Several non-CAZyme and/or previously non-characterized proteins were also found to be induced on lignin (Table S4). The intracellular nature of most of these proteins and their abundance in lignin cultures compared to sugar-containing controls could indicate cellular death and hyphal rupture, possibly caused by the lack of sugars in the media or by mechanical damage caused by insoluble lignin fragments in the shake flask conditions.
However, it is important not to exclude secreted proteins as the mechanisms employed by the fungi to survive and modify lignin can be very complex and involve more enzymes than the ones already described and characterized.
The proteomic analysis strongly suggested that the phenolic fraction of the technical lignin was modified by the fungi. To check this hypothesis and assess the possibility to use fungi to functionalize technical lignins, the composition of the soluble and insoluble fractions of Protobind 1000 and its extracts was investigated.

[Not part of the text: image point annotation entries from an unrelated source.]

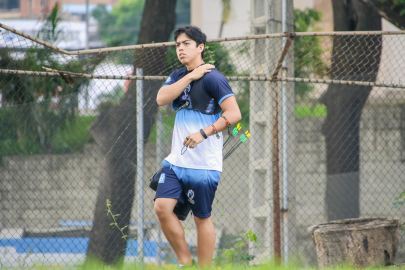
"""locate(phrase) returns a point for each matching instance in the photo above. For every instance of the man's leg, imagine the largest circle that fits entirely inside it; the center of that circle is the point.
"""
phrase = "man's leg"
(172, 229)
(205, 241)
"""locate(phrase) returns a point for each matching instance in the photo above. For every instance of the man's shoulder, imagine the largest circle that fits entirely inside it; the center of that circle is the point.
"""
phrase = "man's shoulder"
(214, 74)
(179, 72)
(176, 75)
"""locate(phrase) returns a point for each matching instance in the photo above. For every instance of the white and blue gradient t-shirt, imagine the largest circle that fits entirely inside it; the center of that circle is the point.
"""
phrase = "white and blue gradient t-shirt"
(208, 154)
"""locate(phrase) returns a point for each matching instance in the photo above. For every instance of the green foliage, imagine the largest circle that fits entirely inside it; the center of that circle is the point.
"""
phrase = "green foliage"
(67, 139)
(122, 25)
(310, 111)
(396, 4)
(238, 254)
(400, 200)
(40, 108)
(307, 51)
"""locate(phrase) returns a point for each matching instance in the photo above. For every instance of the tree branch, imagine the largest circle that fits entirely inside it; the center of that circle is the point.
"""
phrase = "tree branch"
(387, 12)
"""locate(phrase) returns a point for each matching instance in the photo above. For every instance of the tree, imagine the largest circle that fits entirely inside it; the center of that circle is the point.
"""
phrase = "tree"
(27, 99)
(122, 25)
(110, 132)
(226, 10)
(345, 103)
(391, 10)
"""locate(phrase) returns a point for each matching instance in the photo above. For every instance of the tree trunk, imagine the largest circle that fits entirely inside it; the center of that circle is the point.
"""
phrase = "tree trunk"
(353, 58)
(358, 242)
(115, 131)
(387, 10)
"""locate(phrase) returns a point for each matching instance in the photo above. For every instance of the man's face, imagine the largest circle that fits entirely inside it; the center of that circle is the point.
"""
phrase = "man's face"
(187, 49)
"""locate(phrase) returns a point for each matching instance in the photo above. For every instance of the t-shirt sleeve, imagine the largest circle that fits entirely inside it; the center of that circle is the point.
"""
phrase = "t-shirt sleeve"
(172, 79)
(217, 86)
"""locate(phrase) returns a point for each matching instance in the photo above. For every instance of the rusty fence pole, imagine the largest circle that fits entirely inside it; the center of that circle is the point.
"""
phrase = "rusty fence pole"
(276, 161)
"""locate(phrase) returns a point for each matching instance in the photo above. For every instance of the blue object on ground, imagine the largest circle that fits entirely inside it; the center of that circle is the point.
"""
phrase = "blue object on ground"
(75, 245)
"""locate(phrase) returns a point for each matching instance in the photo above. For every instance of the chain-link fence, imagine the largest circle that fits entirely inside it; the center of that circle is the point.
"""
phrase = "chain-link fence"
(325, 113)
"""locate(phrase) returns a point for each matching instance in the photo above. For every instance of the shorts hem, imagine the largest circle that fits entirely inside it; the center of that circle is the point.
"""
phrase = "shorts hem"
(164, 197)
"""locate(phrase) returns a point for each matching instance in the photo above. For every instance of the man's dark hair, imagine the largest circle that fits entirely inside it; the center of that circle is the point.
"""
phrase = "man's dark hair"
(192, 32)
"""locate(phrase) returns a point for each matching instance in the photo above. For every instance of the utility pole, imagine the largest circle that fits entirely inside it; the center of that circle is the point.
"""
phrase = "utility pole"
(275, 227)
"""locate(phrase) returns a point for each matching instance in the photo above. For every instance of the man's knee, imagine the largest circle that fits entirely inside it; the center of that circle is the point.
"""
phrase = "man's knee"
(202, 221)
(164, 206)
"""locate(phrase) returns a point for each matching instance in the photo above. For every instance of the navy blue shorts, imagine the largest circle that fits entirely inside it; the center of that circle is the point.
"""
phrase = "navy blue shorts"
(190, 186)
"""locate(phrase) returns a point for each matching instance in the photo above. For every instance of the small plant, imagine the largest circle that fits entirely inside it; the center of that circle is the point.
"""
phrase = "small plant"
(400, 200)
(238, 253)
(115, 224)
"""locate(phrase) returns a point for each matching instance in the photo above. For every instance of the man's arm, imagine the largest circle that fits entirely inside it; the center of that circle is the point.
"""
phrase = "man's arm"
(231, 112)
(169, 93)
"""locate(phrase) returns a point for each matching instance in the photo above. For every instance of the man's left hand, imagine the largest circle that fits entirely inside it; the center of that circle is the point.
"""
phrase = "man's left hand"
(192, 140)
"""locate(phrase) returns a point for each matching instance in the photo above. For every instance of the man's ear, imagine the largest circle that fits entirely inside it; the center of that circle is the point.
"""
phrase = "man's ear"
(201, 47)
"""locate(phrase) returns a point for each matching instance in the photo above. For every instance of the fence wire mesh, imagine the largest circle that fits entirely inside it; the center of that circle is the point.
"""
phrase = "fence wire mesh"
(80, 128)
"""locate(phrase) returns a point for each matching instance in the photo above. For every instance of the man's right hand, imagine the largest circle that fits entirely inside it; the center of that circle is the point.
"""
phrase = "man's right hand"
(200, 71)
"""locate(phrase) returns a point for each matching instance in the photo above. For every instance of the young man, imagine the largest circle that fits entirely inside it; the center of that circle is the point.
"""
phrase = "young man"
(192, 170)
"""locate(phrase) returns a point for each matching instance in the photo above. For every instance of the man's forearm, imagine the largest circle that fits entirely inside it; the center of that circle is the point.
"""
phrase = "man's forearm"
(221, 125)
(169, 93)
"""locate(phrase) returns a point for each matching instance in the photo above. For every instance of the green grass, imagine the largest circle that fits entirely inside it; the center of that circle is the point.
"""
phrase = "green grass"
(134, 266)
(310, 111)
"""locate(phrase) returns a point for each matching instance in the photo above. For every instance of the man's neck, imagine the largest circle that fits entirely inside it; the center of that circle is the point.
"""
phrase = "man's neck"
(194, 64)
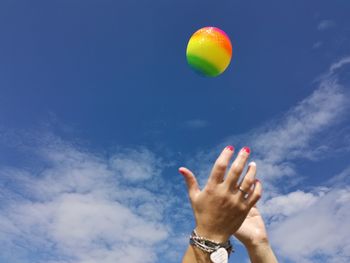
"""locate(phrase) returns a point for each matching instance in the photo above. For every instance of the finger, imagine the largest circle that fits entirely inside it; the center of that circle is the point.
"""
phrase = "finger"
(254, 197)
(248, 180)
(191, 182)
(219, 169)
(237, 167)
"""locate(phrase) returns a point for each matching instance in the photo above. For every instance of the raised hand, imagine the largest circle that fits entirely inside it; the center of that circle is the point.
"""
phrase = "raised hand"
(252, 232)
(222, 206)
(253, 235)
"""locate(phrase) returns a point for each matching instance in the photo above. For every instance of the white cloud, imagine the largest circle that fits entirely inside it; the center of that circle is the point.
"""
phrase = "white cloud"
(196, 124)
(321, 228)
(326, 24)
(136, 165)
(306, 224)
(80, 209)
(278, 144)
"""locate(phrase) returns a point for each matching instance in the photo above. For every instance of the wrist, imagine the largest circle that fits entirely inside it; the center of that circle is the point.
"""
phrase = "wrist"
(258, 245)
(213, 235)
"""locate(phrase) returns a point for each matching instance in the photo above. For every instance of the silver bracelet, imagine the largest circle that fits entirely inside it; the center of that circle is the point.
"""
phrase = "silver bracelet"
(208, 245)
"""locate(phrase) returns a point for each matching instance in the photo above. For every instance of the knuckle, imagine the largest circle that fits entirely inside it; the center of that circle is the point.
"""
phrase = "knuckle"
(237, 168)
(249, 181)
(220, 165)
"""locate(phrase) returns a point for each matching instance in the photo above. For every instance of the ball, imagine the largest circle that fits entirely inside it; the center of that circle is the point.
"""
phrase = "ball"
(209, 51)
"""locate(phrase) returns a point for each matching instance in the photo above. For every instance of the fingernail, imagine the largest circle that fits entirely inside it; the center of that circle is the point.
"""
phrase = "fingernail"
(246, 149)
(252, 164)
(181, 172)
(230, 147)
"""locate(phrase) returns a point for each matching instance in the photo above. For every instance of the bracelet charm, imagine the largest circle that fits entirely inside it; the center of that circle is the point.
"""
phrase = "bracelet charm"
(219, 252)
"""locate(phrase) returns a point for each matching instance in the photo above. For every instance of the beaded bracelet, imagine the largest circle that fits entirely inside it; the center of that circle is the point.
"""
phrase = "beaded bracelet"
(216, 250)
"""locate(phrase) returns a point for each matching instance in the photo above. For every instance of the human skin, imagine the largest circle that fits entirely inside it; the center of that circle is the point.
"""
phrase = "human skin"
(220, 207)
(253, 235)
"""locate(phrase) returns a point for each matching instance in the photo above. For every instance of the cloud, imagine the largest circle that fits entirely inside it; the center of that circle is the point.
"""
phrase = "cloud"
(316, 228)
(81, 208)
(317, 45)
(309, 224)
(277, 145)
(196, 124)
(326, 24)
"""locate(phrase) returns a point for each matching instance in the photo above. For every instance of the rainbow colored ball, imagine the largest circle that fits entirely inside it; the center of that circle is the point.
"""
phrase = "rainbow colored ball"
(209, 51)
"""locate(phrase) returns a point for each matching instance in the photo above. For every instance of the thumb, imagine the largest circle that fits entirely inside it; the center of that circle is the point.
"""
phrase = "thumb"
(191, 182)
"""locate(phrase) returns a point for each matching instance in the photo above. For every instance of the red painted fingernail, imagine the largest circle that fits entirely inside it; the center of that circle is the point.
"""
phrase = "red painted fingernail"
(246, 149)
(230, 147)
(181, 172)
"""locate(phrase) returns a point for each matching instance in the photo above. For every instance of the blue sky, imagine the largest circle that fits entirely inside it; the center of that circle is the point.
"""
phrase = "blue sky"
(98, 108)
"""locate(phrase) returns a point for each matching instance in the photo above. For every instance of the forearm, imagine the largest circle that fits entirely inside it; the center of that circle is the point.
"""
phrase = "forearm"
(262, 253)
(195, 255)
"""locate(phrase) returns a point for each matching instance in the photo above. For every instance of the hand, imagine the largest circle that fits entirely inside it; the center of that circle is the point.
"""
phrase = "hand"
(221, 207)
(252, 232)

3.3. Analysis of Soluble Lignin Fraction after Fungal Treatment

Analysis of the lignin monomers and oligomers (i.e., compounds with a degree of polymerization (DP) below 12) extracted by EA from the culture supernatant showed that the incubation of the technical soda lignin with any of the three strains modified the composition of the water-soluble fraction of the material. High-pressure size exclusion chromatography (HPSEC) chromatograms (Figure 5) indicated an overall significant decrease in the amount of soluble compounds, with an almost total disappearance of all the higher molar mass compounds (eluted before 18 min) in the case of Psan1264. An increased proportion of monomers eluted at a retention time above 18 min in the case of Psan1264 and Pbr985 was observed. Monomers eluted between 17 and 19 min were then identified by LC–MS.
LC–MS analysis of the extracted supernatants confirmed that some phenolic compounds disappeared, at a rate depending both on the strain and the compound (Figure S3, Table 3).
Whereas ferulic acid disappeared in the presence of all strains, acetosyringone was metabolized only by Psan1264. Moreover, some common specific effects were observed with Psan1264 and Pbr985, such as the consumption of p-OH syringic acid and persistence of vanillin, which was not the case with Lme1369, where vanillin was consumed while syringic acid persisted. As observed by HPSEC, phenolic monomers abundance varied as follows: control > Pbr985 > Lme1369 > Psan1264. These observations support the substrate specificity of the three strains, where Psan1264 appears to be more active towards phenolic monomers.
The modifications observed in the lignin soluble fraction suggested that some compounds were possibly used as a carbon source by the fungi. However, their disappearance might also be due to their conversion into insoluble polymeric compounds through oxidation by the secreted oxidases. In all cases, the strains were found to have substrate specificities towards some phenolic monomers, e.g., acetosyringone consumption only observed with Psan1264. Acetosyringone is known as one of the most efficient natural mediators of laccase due to its favorable redox potential [78], allowing the oxidation of molecules with high redox-potential or a large size. When acting as a mediator, acetosyringone is regenerated through the oxidation process, thus its disappearance in Psan1264 cultures suggests that the laccases secreted by this strain would not use acetosyringone as a mediator in vivo.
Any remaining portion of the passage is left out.